Peringatan itu disampaikan agar dalam praktiknya, Festival Pasar Bandeng tradisional ini tidak terjebak dalam rutinitas yang hanya bersifat serimonial. Lebih dari itu, dampaknya bisa dirasakan langsung oleh masyarakat, baik di kalangan petani atau petambak, pedagang, juga masyarakat konsumen.
“Bahwa ini kegiatan yang sudah turun-temurun berlangsung sejak zaman Sunan Giri, memang iya dan musti dilestarikan. Tetapi, jangan sekedar itu saja, tapi dampaknya harus dirasakan secara nyata oleh masyarakat luas, baik para petani tambak, pedagang, juga masyarakat secara umum,” ujar Ketua Umum MUI Gresik, KH Ainur Rofiq Thoyyib, di kantor MUI Gresik, Rabu (26/3/2025).
Seperti diketahui, tiap tahun menjelang berakhirnya bulan Suci Ramadan dan menyambut datangnya Hari Raya Idul Fitri, Pemerintah Kabupaten Gresik secara rutin dan konsisten selalu menggelar Festival Pasar Bandeng. Tradisi tahunan ini diselenggarakan selama sepekan, mulai malam 25 Ramadan hingga akhir bulan suci tersebut.
Festival ini digelar sebagai upaya pelestarian tradisi khas Gresik. Lokasinya membentang di badan Jalan Samanhudi (Pasar Gresik lama, Red) hingga Jalan Basuki Rahmad atau kini dikenal sebagai Bandar Grisse.
Secara historis, tradisi atau budaya pasar bandeng telah ada sejak awal penyebaran Islam di Gresik oleh salah satu Wali Songo, yakni Raden Paku (Sunan Giri). Pasar bandeng bermula dari kebutuhan para santri di Pondok Pesantren Giri Kedaton, yang kini masuk wilayah Desa Sidomukti, Kecamatan Kebomas, Kabupaten Gresik.
Tradisi ini berawal dari kebiasaan para santri Sunan Giri pada abad ke-15 yang selalu membawa oleh-oleh khas Gresik saat hendak pulang kampung untuk merayakan lebaran/Idul Fitri. Para santri itu berasal dari berbagai daerah, seperti beberapa kota di Jawa, Ambon, Makassar, Sumatra, Kalimantan, serta wilayah lainnya di Nusantara.

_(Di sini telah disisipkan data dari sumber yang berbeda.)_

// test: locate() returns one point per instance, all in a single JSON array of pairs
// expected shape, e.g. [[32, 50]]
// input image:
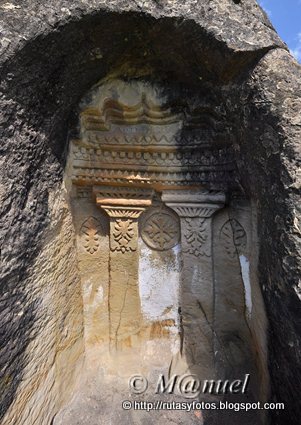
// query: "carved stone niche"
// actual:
[[148, 178]]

Atas akar sejarah kuat dan memiliki potensi ekonomi yang luar biasa ini, MUI menyampaikan apresiasinya kepada Pemerintah Kabupaten (Pemkab) Gresik atas konsistensi penyelenggaraan Festival Pasar Bandeng. Tidak hanya itu, MUI Gresik juga mengingatkan agar pelaksanaan Festival Pasar Bandeng ini memberikan dampak positif kepada umat atau masyarakat.

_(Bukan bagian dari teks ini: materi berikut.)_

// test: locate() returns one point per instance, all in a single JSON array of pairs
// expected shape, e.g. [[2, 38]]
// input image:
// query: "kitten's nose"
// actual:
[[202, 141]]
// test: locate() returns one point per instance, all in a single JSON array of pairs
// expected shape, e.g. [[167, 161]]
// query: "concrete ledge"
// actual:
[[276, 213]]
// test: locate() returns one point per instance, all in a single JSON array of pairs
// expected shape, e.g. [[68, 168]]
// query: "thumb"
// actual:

“Jadi, sekali lagi jangan karena tradisi semata, tapi bagaimana membuat ekonomi umat ini bisa dibangkitkan. Apalagi secara umum perekonomian juga lagi ngedrop. Warisan budaya Sunan Giri ini harus terus kita lestarikan. Oleh karena itu, saya mengajak seluruh masyarakat Gresik untuk berbondong-bondong membeli ikan di Pasar Bandeng,” tandas Kiai Rofiq.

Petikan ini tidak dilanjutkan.